The code above trained several types of predictors on 3 synthetic data sets. Among them are kNN and decision tree classifiers. In addition to that, we have SVC, which is called the support vecor machine, and MLPClassifier, which is called the feedforward neural network. In this list, we also have 2 algorithms that are related to decision trees:
- RandomForestClassifier. This one builds a number of decision trees (called an ensemble) on different subsets of training data. Then, the final prediction is based on the majority vote of the decision trees.
- AdaBoostClassifier. This is another method that also builds an ensemble of decision trees and uses their voting for the final prediction.

**Question 1**. Study the code and try to understand each line. In particular, pay attention to how easy it is to train predictors of different types.

**Question 2**. Train all the listed classifiers on Iris data and test their accuracy. Report and discuss the results

**Question 3**. Play with the hyperparameters of each of the algorithms. Try to improve the accuracy on the test data. For example, in RandomForestClassifier and AdaBoostClassifier you can select how many decision trees you have in an ensemble. Experience shows that the more trees the better, but the price to pay is an increased time to train and use such predictors. NOTE: *The more effort you put into this task, the more points you will get. It is possible to get extra points on this question.*

**Question 4**. Apply the RandomForestClassifier and AdaBoostClassifier on Churn data from Lab 8. See if the prediction accuracy could be improved.

**Question 5**. Perform the exploratory data analysis of  the Adult Data Set from http://archive.ics.uci.edu/ml/datasets/Adult. Train and estimate accuracy of all of all the classifiers from Question 1. Note that you will have to preprocess your data set before training. Explain all the preprocessing steps you applied and report on the accuracy on test data. Report all EDA and classification results in a 1-page document.

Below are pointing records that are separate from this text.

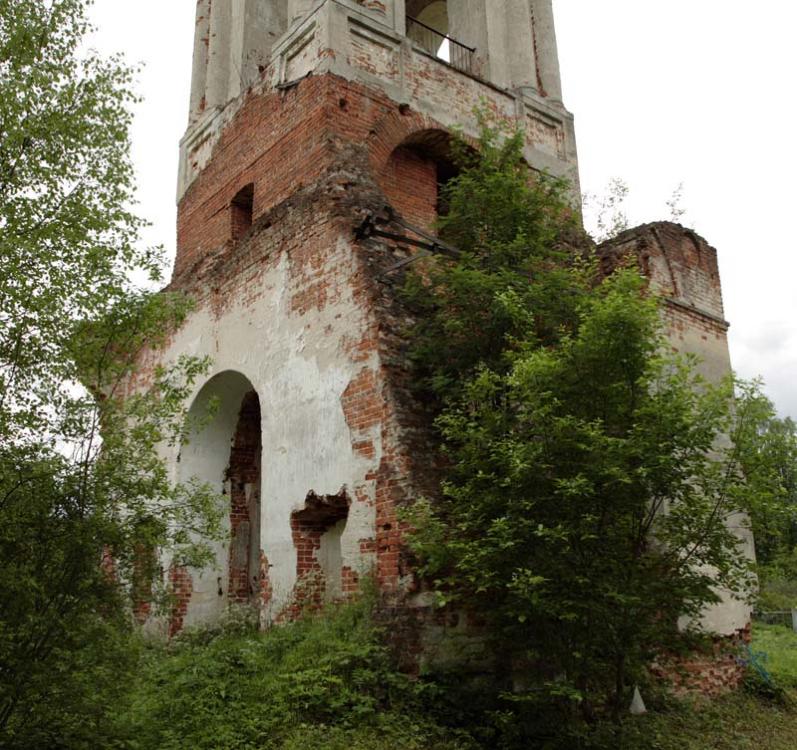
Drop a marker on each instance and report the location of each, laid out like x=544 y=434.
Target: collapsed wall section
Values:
x=682 y=269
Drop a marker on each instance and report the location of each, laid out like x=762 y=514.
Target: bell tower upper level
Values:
x=441 y=58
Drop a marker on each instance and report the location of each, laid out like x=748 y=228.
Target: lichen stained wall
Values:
x=288 y=326
x=682 y=268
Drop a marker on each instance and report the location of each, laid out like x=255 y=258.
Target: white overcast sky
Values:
x=699 y=92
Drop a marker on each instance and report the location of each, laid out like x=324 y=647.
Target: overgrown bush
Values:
x=327 y=681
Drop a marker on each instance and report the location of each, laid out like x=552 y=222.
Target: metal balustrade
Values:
x=442 y=46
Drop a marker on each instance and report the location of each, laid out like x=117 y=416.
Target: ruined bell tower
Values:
x=308 y=118
x=318 y=133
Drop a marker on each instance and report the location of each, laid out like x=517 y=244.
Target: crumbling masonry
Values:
x=307 y=117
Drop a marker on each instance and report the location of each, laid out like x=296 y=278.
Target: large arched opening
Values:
x=223 y=450
x=416 y=174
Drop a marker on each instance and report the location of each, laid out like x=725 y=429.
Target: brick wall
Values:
x=244 y=479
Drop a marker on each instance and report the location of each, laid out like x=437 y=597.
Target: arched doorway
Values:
x=223 y=450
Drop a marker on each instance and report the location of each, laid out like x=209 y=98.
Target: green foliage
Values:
x=510 y=231
x=591 y=477
x=779 y=646
x=71 y=494
x=327 y=680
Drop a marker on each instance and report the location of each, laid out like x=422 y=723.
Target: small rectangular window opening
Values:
x=241 y=210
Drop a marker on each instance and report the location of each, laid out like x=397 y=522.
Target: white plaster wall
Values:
x=299 y=370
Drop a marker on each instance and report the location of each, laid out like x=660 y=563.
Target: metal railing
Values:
x=442 y=46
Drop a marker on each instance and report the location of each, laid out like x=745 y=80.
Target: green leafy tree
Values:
x=73 y=495
x=590 y=478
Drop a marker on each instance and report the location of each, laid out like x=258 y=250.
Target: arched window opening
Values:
x=223 y=452
x=241 y=212
x=243 y=478
x=428 y=25
x=416 y=176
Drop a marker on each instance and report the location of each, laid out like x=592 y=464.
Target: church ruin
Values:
x=307 y=119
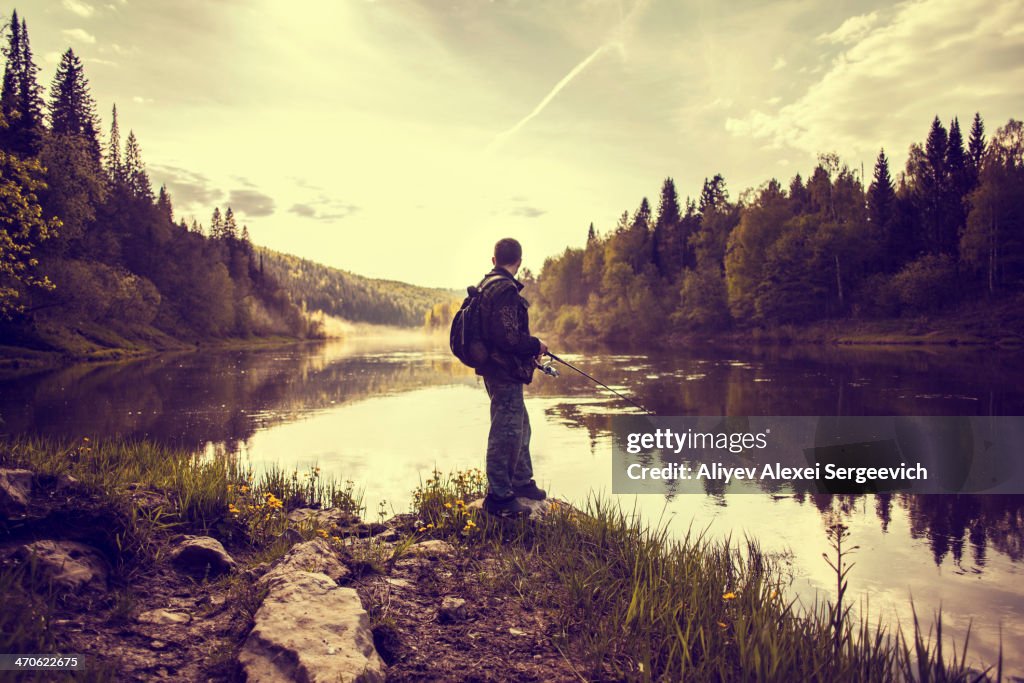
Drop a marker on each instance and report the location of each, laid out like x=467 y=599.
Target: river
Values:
x=384 y=412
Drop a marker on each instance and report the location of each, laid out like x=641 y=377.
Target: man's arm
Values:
x=509 y=326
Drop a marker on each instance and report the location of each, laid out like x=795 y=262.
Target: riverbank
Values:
x=443 y=591
x=999 y=325
x=24 y=351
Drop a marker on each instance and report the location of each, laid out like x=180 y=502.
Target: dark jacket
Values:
x=506 y=330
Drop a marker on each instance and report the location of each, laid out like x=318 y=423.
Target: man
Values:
x=509 y=368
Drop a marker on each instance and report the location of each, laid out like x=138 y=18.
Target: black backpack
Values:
x=467 y=338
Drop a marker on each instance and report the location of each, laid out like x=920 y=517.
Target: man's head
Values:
x=508 y=255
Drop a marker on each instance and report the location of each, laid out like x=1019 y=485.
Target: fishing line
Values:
x=596 y=381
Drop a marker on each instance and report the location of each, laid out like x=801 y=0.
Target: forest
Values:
x=349 y=296
x=87 y=245
x=946 y=232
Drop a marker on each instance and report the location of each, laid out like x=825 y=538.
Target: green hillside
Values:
x=350 y=296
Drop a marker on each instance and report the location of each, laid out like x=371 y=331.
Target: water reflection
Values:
x=384 y=413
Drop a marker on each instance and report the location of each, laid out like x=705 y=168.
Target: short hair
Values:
x=507 y=252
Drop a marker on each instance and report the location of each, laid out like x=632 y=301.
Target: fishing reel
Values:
x=547 y=368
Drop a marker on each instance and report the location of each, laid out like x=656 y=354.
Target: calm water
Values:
x=385 y=412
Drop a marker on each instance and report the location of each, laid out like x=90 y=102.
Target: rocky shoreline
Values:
x=378 y=601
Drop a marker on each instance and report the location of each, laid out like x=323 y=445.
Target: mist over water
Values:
x=385 y=412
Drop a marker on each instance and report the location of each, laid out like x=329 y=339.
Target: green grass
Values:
x=629 y=601
x=633 y=602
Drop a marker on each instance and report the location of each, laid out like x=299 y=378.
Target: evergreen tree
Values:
x=800 y=199
x=164 y=205
x=10 y=96
x=230 y=226
x=23 y=227
x=641 y=219
x=669 y=245
x=714 y=197
x=20 y=99
x=976 y=147
x=881 y=211
x=115 y=169
x=216 y=224
x=136 y=179
x=72 y=109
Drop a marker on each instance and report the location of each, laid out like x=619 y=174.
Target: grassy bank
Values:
x=999 y=325
x=615 y=599
x=46 y=346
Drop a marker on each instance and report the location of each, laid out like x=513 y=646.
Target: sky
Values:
x=401 y=138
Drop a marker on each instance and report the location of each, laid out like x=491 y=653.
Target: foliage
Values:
x=23 y=227
x=352 y=297
x=949 y=229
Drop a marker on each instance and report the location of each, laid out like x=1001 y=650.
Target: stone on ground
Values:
x=453 y=609
x=70 y=565
x=201 y=556
x=314 y=556
x=164 y=616
x=309 y=629
x=434 y=549
x=15 y=489
x=538 y=509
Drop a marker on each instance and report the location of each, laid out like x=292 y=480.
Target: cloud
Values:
x=83 y=9
x=325 y=209
x=80 y=36
x=188 y=189
x=932 y=56
x=527 y=212
x=851 y=30
x=617 y=42
x=251 y=202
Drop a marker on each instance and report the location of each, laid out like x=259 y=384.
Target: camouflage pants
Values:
x=508 y=442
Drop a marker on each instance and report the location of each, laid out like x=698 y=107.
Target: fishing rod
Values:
x=554 y=373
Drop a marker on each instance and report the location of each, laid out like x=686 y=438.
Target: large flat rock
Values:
x=310 y=630
x=15 y=489
x=69 y=565
x=538 y=509
x=314 y=556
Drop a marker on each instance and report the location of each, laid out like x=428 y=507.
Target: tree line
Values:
x=948 y=230
x=84 y=239
x=342 y=294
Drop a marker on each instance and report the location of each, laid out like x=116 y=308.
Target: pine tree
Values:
x=72 y=110
x=881 y=194
x=216 y=224
x=230 y=227
x=11 y=93
x=114 y=167
x=713 y=196
x=164 y=205
x=641 y=219
x=31 y=98
x=669 y=246
x=20 y=99
x=881 y=212
x=136 y=179
x=799 y=197
x=976 y=147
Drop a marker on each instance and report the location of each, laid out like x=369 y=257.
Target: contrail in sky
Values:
x=503 y=137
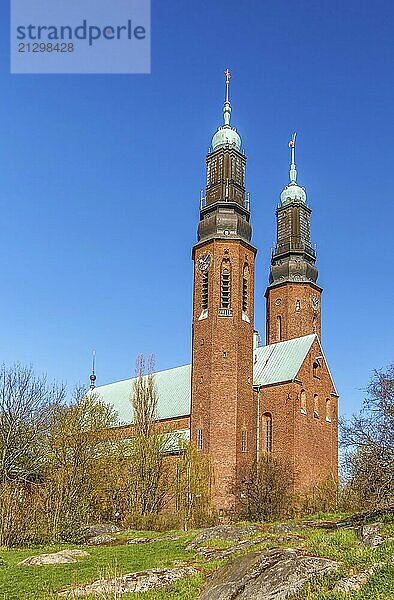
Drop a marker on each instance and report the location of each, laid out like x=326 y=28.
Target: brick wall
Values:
x=298 y=306
x=308 y=441
x=222 y=367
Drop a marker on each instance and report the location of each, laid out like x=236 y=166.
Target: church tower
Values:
x=293 y=297
x=222 y=412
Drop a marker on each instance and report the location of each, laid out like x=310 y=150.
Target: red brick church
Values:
x=237 y=399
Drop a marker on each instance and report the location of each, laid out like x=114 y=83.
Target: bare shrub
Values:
x=264 y=489
x=368 y=440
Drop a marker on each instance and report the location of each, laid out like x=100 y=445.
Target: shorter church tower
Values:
x=293 y=297
x=223 y=414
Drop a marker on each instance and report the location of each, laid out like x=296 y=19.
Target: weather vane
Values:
x=293 y=172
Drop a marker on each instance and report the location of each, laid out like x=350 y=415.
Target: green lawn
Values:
x=42 y=583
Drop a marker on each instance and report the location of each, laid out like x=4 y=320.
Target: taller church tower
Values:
x=293 y=297
x=222 y=412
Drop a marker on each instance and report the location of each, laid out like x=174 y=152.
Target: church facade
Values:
x=238 y=400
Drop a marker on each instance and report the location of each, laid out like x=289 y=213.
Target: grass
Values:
x=43 y=583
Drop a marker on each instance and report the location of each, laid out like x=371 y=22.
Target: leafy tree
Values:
x=81 y=458
x=194 y=480
x=149 y=477
x=25 y=400
x=369 y=440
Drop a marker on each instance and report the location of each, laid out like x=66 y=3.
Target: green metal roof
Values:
x=280 y=362
x=275 y=363
x=173 y=389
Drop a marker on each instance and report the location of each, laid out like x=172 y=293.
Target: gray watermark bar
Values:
x=80 y=36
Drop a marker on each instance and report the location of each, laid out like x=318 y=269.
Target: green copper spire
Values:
x=293 y=192
x=226 y=135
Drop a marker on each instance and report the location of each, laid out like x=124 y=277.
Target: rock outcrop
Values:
x=141 y=581
x=356 y=582
x=57 y=558
x=229 y=533
x=272 y=575
x=368 y=535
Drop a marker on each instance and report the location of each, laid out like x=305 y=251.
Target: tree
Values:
x=194 y=481
x=25 y=400
x=25 y=404
x=368 y=439
x=149 y=477
x=264 y=488
x=81 y=458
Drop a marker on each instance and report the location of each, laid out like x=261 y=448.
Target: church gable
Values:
x=315 y=371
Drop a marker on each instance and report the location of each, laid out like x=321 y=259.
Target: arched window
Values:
x=267 y=432
x=204 y=293
x=279 y=328
x=225 y=288
x=303 y=402
x=328 y=410
x=316 y=406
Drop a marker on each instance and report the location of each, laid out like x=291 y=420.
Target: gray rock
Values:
x=57 y=558
x=102 y=540
x=368 y=535
x=133 y=582
x=272 y=575
x=287 y=527
x=356 y=582
x=220 y=553
x=230 y=533
x=100 y=529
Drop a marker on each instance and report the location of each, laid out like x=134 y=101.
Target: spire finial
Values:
x=93 y=375
x=293 y=171
x=227 y=106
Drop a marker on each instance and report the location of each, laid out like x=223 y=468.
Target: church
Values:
x=238 y=400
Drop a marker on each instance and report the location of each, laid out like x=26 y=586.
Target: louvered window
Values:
x=204 y=295
x=244 y=441
x=225 y=288
x=245 y=294
x=268 y=432
x=199 y=439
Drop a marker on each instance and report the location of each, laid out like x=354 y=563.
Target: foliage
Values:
x=25 y=404
x=79 y=452
x=321 y=497
x=264 y=489
x=194 y=481
x=43 y=583
x=369 y=440
x=149 y=477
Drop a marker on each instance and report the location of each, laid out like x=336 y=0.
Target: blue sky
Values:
x=100 y=177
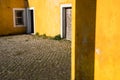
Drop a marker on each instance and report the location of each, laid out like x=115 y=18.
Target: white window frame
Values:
x=62 y=6
x=24 y=17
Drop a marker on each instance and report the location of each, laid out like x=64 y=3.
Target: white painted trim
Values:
x=62 y=6
x=24 y=15
x=31 y=8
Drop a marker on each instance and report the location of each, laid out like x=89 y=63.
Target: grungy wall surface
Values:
x=107 y=56
x=47 y=15
x=6 y=17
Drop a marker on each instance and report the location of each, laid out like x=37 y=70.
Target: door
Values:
x=68 y=19
x=30 y=21
x=67 y=22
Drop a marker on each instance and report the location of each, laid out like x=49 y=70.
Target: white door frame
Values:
x=62 y=15
x=29 y=20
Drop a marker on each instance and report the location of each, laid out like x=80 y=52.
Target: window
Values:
x=19 y=17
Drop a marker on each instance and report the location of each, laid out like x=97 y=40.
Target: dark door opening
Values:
x=67 y=22
x=32 y=20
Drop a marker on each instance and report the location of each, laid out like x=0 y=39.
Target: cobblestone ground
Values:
x=27 y=57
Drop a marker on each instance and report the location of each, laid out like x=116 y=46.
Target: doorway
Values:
x=30 y=20
x=66 y=21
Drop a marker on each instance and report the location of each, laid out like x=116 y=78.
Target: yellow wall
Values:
x=6 y=17
x=47 y=15
x=107 y=56
x=83 y=40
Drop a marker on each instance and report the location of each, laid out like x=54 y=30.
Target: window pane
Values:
x=19 y=13
x=19 y=21
x=19 y=17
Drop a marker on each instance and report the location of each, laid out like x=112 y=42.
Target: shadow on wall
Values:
x=85 y=39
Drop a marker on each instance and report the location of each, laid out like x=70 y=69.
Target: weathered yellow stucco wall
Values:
x=83 y=39
x=47 y=15
x=6 y=17
x=107 y=56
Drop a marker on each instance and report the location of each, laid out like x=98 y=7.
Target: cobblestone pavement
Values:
x=27 y=57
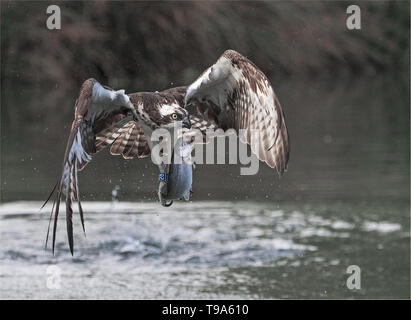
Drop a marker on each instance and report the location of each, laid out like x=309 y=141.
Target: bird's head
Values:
x=172 y=115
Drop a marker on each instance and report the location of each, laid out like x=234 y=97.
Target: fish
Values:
x=176 y=178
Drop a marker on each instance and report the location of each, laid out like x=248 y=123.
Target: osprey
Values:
x=231 y=94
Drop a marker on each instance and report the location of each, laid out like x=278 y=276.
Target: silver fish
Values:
x=175 y=179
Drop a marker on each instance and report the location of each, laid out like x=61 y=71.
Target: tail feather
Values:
x=80 y=208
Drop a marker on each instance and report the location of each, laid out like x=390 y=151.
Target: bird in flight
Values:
x=231 y=94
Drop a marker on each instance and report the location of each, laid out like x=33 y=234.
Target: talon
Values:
x=165 y=204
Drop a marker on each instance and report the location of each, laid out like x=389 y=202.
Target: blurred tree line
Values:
x=150 y=44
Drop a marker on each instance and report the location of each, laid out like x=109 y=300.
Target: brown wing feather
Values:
x=81 y=145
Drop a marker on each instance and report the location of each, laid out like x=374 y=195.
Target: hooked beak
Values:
x=133 y=111
x=187 y=123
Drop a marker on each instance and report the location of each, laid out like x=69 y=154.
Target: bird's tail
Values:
x=67 y=186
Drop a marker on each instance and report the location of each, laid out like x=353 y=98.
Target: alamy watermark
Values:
x=209 y=147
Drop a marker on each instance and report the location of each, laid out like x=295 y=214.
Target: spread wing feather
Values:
x=234 y=93
x=97 y=108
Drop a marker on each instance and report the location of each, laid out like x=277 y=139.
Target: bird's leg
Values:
x=162 y=188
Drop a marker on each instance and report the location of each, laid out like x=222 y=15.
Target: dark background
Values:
x=345 y=93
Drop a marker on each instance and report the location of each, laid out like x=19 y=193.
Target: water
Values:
x=215 y=250
x=344 y=201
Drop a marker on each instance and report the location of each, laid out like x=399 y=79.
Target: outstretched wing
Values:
x=97 y=109
x=234 y=93
x=126 y=139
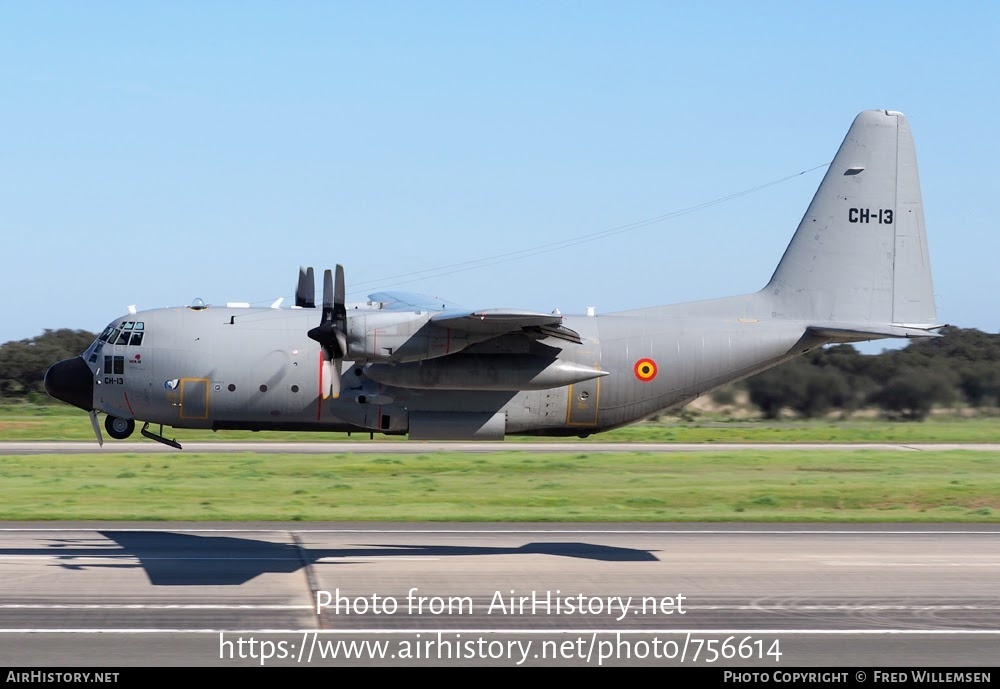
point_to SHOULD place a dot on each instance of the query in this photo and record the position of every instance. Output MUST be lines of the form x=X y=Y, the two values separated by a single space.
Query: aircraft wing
x=502 y=321
x=408 y=301
x=489 y=321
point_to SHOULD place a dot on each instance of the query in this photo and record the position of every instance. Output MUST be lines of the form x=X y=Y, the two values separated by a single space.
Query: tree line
x=960 y=368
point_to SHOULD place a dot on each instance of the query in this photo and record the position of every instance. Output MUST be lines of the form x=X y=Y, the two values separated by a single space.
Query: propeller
x=305 y=293
x=331 y=333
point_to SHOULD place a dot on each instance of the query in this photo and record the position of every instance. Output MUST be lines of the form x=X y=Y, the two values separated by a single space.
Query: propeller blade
x=327 y=378
x=327 y=289
x=97 y=427
x=338 y=365
x=305 y=293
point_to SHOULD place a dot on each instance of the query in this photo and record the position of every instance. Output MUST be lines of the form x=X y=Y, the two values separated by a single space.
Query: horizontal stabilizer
x=861 y=332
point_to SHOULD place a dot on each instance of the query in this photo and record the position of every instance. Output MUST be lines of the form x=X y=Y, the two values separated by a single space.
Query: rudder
x=859 y=254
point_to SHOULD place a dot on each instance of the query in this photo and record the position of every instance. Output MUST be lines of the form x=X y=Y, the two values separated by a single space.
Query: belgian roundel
x=645 y=370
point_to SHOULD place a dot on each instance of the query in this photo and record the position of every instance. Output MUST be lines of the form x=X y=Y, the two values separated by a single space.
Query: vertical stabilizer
x=860 y=253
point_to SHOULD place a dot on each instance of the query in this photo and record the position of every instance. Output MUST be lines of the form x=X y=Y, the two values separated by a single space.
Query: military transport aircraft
x=856 y=269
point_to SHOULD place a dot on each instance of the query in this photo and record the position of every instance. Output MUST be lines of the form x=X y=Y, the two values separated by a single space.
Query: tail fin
x=859 y=256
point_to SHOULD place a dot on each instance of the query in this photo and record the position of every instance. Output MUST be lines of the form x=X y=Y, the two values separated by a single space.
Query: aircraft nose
x=72 y=382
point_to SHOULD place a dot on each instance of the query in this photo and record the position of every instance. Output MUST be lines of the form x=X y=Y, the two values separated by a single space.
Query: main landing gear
x=118 y=428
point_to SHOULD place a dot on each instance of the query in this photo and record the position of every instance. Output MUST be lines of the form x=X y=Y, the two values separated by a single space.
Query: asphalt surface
x=415 y=447
x=106 y=595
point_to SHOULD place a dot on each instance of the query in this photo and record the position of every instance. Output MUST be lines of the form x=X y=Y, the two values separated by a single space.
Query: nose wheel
x=119 y=428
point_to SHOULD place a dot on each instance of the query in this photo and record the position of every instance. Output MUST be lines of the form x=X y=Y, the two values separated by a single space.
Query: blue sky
x=156 y=152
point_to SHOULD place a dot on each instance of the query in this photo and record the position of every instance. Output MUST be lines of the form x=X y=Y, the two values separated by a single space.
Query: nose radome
x=72 y=382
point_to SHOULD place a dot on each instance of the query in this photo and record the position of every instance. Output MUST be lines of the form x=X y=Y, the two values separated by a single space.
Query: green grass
x=61 y=422
x=848 y=486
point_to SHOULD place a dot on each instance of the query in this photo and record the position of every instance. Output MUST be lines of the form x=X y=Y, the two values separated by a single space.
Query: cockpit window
x=129 y=333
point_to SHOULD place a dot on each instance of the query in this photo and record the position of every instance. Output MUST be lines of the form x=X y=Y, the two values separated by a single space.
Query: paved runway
x=416 y=447
x=768 y=596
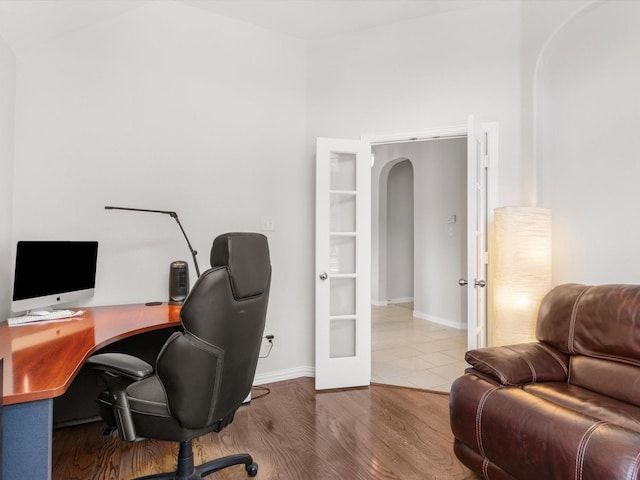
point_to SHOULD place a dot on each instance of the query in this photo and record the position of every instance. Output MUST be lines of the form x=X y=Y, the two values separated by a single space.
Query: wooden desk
x=41 y=361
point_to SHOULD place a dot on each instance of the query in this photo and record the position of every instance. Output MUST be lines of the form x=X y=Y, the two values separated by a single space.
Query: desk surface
x=41 y=360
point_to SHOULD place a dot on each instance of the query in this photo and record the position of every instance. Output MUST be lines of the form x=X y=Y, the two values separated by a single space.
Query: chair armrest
x=120 y=364
x=520 y=364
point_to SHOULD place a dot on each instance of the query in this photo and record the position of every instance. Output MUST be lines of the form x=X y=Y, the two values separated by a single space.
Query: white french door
x=343 y=263
x=477 y=233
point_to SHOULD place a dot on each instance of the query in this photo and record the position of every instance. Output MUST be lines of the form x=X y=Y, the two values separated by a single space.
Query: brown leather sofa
x=566 y=407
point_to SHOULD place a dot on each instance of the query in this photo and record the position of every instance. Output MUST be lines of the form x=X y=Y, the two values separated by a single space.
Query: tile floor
x=413 y=352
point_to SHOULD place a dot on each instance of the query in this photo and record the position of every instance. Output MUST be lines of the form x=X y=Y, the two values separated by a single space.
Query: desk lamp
x=179 y=271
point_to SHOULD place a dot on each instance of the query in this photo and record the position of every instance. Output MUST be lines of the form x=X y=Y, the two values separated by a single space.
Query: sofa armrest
x=120 y=364
x=520 y=364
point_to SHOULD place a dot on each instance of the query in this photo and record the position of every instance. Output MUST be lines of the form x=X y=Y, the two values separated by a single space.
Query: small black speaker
x=178 y=282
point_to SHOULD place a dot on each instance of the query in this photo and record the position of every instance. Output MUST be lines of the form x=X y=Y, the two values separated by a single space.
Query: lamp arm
x=193 y=252
x=173 y=215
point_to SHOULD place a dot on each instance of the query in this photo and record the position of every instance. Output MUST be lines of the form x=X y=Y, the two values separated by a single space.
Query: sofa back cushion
x=611 y=378
x=600 y=322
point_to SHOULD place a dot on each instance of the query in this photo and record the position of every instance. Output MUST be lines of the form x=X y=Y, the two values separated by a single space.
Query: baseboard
x=280 y=375
x=400 y=300
x=440 y=321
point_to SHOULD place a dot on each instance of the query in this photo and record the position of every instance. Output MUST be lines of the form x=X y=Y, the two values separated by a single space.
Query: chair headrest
x=247 y=257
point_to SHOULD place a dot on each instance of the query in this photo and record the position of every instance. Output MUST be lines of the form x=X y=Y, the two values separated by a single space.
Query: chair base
x=188 y=471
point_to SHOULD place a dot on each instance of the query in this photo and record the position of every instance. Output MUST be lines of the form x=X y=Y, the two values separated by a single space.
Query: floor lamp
x=521 y=266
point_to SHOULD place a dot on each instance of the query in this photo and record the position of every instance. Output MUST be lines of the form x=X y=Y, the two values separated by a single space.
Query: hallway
x=413 y=352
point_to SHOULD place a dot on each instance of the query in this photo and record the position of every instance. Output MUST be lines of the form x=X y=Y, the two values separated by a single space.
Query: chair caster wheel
x=252 y=470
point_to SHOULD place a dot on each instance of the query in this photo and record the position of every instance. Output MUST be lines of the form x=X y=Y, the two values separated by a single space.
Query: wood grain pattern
x=41 y=360
x=379 y=432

**Question 6**. Perform the exploratory data analysis of  the Adult Data Set from http://archive.ics.uci.edu/ml/datasets/Abalone. Train and estimate accuracy of all of all the classifiers from Question 1. Note that you will have to preprocess your data set before training. Explain all the preprocessing steps you applied and report on the accuracy on test data. Report all EDA and classification results in a 1-page document.